OCR-D / core

Collection of OCR-related python tools and wrappers from @OCR-D
https://ocr-d.de/core/
Apache License 2.0
117 stars 31 forks source link

bashlib input_files: ensure download_file (as in all Pythonic processors) #1216

Closed bertsky closed 2 months ago

bertsky commented 2 months ago

All of our processors written in Python use a Workspace.download_file(input_file) in their processing loop. This ensures the file is available locally, even if it was still a URL (saving it under a reproducable temporary path).
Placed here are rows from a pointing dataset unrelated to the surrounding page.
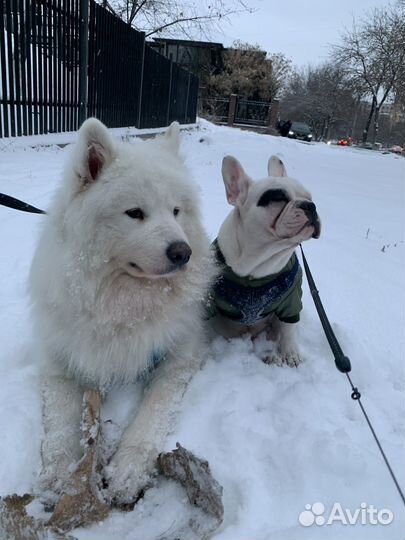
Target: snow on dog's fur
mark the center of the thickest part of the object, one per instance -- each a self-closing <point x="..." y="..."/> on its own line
<point x="117" y="281"/>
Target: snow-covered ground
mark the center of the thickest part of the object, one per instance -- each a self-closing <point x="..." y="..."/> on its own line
<point x="277" y="438"/>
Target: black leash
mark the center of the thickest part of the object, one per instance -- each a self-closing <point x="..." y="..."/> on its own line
<point x="341" y="360"/>
<point x="343" y="365"/>
<point x="11" y="202"/>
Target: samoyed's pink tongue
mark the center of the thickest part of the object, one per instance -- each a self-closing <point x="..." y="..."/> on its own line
<point x="291" y="221"/>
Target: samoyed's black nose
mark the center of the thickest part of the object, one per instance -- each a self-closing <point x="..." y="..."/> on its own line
<point x="309" y="209"/>
<point x="178" y="253"/>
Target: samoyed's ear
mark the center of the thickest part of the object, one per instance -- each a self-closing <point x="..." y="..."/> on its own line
<point x="236" y="181"/>
<point x="96" y="150"/>
<point x="172" y="137"/>
<point x="275" y="167"/>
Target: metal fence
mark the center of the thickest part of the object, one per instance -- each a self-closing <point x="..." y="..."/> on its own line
<point x="245" y="111"/>
<point x="49" y="83"/>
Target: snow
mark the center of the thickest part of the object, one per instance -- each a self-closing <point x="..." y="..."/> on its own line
<point x="276" y="438"/>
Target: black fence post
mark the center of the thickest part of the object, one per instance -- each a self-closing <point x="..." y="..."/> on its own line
<point x="187" y="97"/>
<point x="83" y="59"/>
<point x="170" y="91"/>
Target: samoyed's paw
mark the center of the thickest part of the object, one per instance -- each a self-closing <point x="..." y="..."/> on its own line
<point x="130" y="470"/>
<point x="49" y="485"/>
<point x="291" y="358"/>
<point x="272" y="358"/>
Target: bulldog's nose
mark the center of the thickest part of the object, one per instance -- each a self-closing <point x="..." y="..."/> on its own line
<point x="179" y="253"/>
<point x="308" y="207"/>
<point x="309" y="210"/>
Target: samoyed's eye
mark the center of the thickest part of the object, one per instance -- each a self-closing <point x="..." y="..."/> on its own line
<point x="136" y="213"/>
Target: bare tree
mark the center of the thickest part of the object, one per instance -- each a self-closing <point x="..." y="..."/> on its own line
<point x="372" y="53"/>
<point x="194" y="19"/>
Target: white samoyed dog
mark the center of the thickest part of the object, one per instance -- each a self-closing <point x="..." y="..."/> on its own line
<point x="117" y="284"/>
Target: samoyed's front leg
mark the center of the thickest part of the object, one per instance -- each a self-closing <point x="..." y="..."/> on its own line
<point x="62" y="404"/>
<point x="135" y="459"/>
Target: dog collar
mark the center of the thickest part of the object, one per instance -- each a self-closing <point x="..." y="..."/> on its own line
<point x="247" y="300"/>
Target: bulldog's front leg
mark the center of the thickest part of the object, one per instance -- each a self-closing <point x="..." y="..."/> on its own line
<point x="134" y="462"/>
<point x="287" y="344"/>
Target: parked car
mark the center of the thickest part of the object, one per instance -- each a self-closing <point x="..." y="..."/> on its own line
<point x="299" y="130"/>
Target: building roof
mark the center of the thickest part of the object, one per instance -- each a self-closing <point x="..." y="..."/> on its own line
<point x="205" y="44"/>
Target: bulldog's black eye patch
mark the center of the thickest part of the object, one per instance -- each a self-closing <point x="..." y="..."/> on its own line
<point x="272" y="195"/>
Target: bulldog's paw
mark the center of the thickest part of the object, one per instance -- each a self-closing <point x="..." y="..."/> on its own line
<point x="272" y="358"/>
<point x="50" y="482"/>
<point x="291" y="358"/>
<point x="127" y="474"/>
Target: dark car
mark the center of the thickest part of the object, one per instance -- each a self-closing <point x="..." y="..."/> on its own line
<point x="299" y="130"/>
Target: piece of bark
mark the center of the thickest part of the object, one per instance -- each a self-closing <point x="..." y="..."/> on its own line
<point x="195" y="476"/>
<point x="16" y="524"/>
<point x="79" y="504"/>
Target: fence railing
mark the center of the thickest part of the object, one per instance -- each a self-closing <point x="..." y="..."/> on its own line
<point x="42" y="62"/>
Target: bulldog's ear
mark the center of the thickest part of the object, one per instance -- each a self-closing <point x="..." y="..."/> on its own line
<point x="275" y="167"/>
<point x="172" y="137"/>
<point x="236" y="181"/>
<point x="96" y="150"/>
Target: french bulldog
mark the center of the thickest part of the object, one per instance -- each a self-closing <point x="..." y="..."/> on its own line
<point x="259" y="285"/>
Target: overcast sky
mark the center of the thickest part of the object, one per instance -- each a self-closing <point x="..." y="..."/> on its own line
<point x="301" y="29"/>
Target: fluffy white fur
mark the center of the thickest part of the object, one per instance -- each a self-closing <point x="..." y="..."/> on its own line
<point x="106" y="297"/>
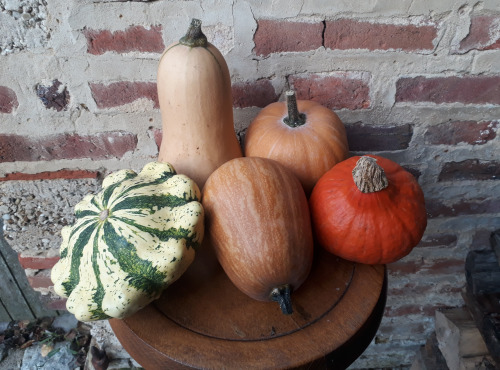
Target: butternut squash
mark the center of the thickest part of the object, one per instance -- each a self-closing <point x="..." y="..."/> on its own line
<point x="194" y="93"/>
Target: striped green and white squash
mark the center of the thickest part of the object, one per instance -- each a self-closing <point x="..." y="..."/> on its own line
<point x="129" y="242"/>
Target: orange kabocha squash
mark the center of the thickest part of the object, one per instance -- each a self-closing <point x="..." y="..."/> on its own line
<point x="194" y="92"/>
<point x="369" y="210"/>
<point x="259" y="225"/>
<point x="303" y="135"/>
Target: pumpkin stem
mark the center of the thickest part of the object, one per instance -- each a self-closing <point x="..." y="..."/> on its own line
<point x="368" y="176"/>
<point x="281" y="295"/>
<point x="194" y="37"/>
<point x="295" y="118"/>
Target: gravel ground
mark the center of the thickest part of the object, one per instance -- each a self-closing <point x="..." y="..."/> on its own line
<point x="61" y="343"/>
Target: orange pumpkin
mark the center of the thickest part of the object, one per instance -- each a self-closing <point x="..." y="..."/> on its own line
<point x="302" y="135"/>
<point x="369" y="210"/>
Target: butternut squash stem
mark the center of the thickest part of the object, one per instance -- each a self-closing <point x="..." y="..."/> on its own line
<point x="281" y="295"/>
<point x="295" y="118"/>
<point x="368" y="176"/>
<point x="194" y="36"/>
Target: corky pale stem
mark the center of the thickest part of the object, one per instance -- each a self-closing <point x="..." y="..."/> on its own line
<point x="194" y="36"/>
<point x="368" y="176"/>
<point x="295" y="118"/>
<point x="281" y="295"/>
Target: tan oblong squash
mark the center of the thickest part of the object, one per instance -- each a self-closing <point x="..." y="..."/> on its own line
<point x="194" y="93"/>
<point x="259" y="225"/>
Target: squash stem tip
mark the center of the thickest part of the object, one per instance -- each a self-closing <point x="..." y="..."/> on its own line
<point x="194" y="36"/>
<point x="295" y="118"/>
<point x="368" y="176"/>
<point x="281" y="295"/>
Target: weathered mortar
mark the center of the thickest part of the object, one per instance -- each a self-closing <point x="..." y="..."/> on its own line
<point x="463" y="198"/>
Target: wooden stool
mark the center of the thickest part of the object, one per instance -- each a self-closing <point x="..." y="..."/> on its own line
<point x="204" y="321"/>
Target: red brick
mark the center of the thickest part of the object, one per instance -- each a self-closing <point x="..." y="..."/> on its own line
<point x="482" y="35"/>
<point x="470" y="169"/>
<point x="481" y="239"/>
<point x="334" y="91"/>
<point x="456" y="89"/>
<point x="372" y="138"/>
<point x="124" y="92"/>
<point x="469" y="132"/>
<point x="8" y="100"/>
<point x="66" y="146"/>
<point x="37" y="263"/>
<point x="274" y="36"/>
<point x="437" y="208"/>
<point x="353" y="34"/>
<point x="61" y="174"/>
<point x="135" y="38"/>
<point x="253" y="94"/>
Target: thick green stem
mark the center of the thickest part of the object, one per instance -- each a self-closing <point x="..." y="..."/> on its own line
<point x="194" y="37"/>
<point x="368" y="176"/>
<point x="281" y="295"/>
<point x="295" y="118"/>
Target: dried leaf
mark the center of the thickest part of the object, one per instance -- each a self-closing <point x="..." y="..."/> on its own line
<point x="46" y="349"/>
<point x="27" y="344"/>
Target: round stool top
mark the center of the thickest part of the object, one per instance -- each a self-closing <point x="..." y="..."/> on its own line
<point x="204" y="321"/>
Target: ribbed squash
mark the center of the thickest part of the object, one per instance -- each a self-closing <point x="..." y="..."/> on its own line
<point x="129" y="242"/>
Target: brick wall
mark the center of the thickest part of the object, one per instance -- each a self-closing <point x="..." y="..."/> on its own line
<point x="417" y="82"/>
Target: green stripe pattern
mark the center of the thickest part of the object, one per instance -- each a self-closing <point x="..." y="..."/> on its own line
<point x="129" y="242"/>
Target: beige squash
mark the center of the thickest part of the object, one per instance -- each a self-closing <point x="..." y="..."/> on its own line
<point x="194" y="92"/>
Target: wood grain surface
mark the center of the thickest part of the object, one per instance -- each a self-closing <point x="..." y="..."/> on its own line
<point x="204" y="321"/>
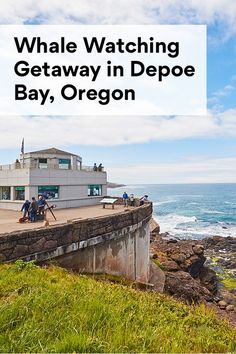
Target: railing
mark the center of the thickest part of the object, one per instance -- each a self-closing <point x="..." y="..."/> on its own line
<point x="35" y="165"/>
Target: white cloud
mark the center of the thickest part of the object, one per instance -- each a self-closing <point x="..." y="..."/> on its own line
<point x="122" y="12"/>
<point x="195" y="170"/>
<point x="225" y="91"/>
<point x="114" y="130"/>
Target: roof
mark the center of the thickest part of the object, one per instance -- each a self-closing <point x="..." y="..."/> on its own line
<point x="53" y="151"/>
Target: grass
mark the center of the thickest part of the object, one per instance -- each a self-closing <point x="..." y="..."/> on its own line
<point x="52" y="310"/>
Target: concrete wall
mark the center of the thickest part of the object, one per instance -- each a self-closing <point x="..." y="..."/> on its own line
<point x="115" y="244"/>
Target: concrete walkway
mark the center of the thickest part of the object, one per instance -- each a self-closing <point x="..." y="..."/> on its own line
<point x="9" y="219"/>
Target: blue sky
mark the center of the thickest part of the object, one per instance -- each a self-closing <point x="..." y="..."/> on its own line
<point x="144" y="149"/>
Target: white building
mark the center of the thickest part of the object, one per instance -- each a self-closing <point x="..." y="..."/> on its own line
<point x="55" y="174"/>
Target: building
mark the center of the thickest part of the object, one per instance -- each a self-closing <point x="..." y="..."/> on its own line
<point x="57" y="175"/>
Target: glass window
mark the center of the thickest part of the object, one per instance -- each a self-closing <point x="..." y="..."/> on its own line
<point x="43" y="163"/>
<point x="94" y="190"/>
<point x="19" y="193"/>
<point x="64" y="164"/>
<point x="49" y="192"/>
<point x="5" y="193"/>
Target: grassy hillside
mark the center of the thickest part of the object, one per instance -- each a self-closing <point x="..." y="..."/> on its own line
<point x="51" y="310"/>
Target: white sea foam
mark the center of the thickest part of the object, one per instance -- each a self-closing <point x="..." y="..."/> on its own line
<point x="208" y="211"/>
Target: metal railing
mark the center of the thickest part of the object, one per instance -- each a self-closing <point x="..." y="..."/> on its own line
<point x="48" y="166"/>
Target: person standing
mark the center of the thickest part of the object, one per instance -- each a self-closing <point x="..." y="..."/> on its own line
<point x="33" y="210"/>
<point x="143" y="200"/>
<point x="132" y="200"/>
<point x="100" y="167"/>
<point x="125" y="198"/>
<point x="41" y="204"/>
<point x="25" y="209"/>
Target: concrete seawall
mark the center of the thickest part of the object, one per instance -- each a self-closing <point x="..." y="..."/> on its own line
<point x="115" y="244"/>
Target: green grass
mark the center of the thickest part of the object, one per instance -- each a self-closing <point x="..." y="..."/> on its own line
<point x="52" y="310"/>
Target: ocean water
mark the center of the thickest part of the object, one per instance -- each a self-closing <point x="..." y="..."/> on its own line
<point x="190" y="211"/>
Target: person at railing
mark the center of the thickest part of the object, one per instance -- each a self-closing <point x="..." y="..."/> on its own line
<point x="125" y="198"/>
<point x="25" y="209"/>
<point x="33" y="210"/>
<point x="41" y="204"/>
<point x="143" y="200"/>
<point x="132" y="200"/>
<point x="100" y="167"/>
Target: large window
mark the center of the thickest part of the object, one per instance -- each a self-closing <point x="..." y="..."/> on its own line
<point x="94" y="190"/>
<point x="43" y="163"/>
<point x="64" y="164"/>
<point x="49" y="192"/>
<point x="5" y="193"/>
<point x="19" y="193"/>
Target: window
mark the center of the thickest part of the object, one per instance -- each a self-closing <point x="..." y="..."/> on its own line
<point x="5" y="193"/>
<point x="64" y="164"/>
<point x="43" y="163"/>
<point x="19" y="193"/>
<point x="94" y="190"/>
<point x="49" y="192"/>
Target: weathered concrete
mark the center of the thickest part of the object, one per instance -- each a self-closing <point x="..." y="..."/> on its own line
<point x="115" y="244"/>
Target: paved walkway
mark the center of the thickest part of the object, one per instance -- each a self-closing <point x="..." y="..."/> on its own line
<point x="9" y="219"/>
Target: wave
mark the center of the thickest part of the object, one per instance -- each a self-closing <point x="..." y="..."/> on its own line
<point x="208" y="211"/>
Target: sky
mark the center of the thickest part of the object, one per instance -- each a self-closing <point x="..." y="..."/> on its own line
<point x="142" y="149"/>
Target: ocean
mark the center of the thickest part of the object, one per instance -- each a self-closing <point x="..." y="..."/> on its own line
<point x="190" y="211"/>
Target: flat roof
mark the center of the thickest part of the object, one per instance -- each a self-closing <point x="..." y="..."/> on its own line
<point x="9" y="218"/>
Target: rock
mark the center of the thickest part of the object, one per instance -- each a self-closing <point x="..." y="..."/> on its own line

Unfortunately, our bashlib processors have no chance to get that behaviour: the ocrd workspace find --download would inevitably persist the downloaded file, which is perhaps not entirely wrong, but different from the Python processors. Regardless, it's not what we do in ocrd_olena, ocrd_pagetopdf, ocrd_fileformat, ocrd_im6convert etc.

Hence, if the input fileGrp is entirely remote, we only get messages like this:

ERROR ocrd.ocrd-olena-binarize - input file ID=FILE_0024_DEFAULT (pageId=PHYS_0024 MIME=image/jpg) is not on disk

The result would be a successful run without actual output fileGrp:

Exception: Invalid state: expected output file group 'OCR-D-BIN' not in METS (despite processor success)

Now, the solution I propose is simple: have ocrd bashlib input-files (which does have access to Workspace.download_file(input_file)) do the job!